Monthly File Strategy

el_paso.saving_strategies.monthly_rb_strategy.MonthlyRBStrategy

Bases: SavingStrategy

Save PRBEM-standard data into one monthly file per interval.

The strategy supports NetCDF, CDF, HDF5, and MATLAB output through a format dispatch table. Existing files can be appended by loading the current file, replacing overlapping timestamps with the new data block, and atomically rewriting the merged data.

Source code in el_paso/saving_strategies/monthly_rb_strategy.py

class MonthlyRBStrategy(SavingStrategy):
    """Save PRBEM-standard data into one monthly file per interval.

    The strategy supports NetCDF, CDF, HDF5, and MATLAB output through a format
    dispatch table. Existing files can be appended by loading the current file,
    replacing overlapping timestamps with the new data block, and atomically
    rewriting the merged data.
    """

    output_files: list[OutputFile]
    dependency_dict: dict[InternalName, list[str]]

    def __init__(
        self,
        base_data_path: str | Path,
        mission: str,
        satellite: str,
        instrument: str,
        mag_field: MagneticFieldLiteral,
        data_standard: DataStandard[StandardName],
        file_format: MFSFormats = "nc",
    ) -> None:
        """Initialize a monthly file saving strategy.

        Parameters:
            base_data_path (str | Path): Directory where monthly files are written.
            mission (str): Mission name, used in file path and name generation.
            satellite (str): Satellite name, used in file path and name generation.
            instrument (str): Instrument name, used in file path and name generation.
            mag_field (MagneticFieldLiteral): Magnetic field model name.

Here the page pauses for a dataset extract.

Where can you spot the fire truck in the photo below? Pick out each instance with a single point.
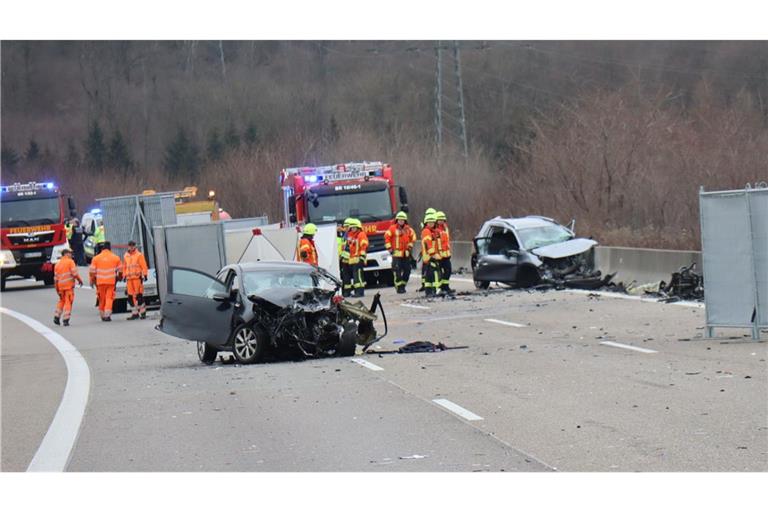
(331, 193)
(32, 229)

Monthly files use one model.
            file_format (MFSFormats): One of ``"nc"``, ``"cdf"``, ``"h5"``, or ``"mat"``.
                A leading dot is also accepted.
            data_standard (DataStandard): Instance of the data standard implementation.

        Attributes:
            output_files: List of output file configurations, with variable names
                defined by ``_get_output_file_entries()``.
            dependency_dict: Dictionary defining NetCDF dimension dependencies for
                all variables in ``output_files``.
        """
        self.base_data_path = Path(base_data_path)
        self.mission = mission
        self.satellite = satellite
        self.instrument = instrument
        self.mag_field = mag_field
        self.data_standard = data_standard
        self.file_format = ep.utils.normalize_file_format(file_format)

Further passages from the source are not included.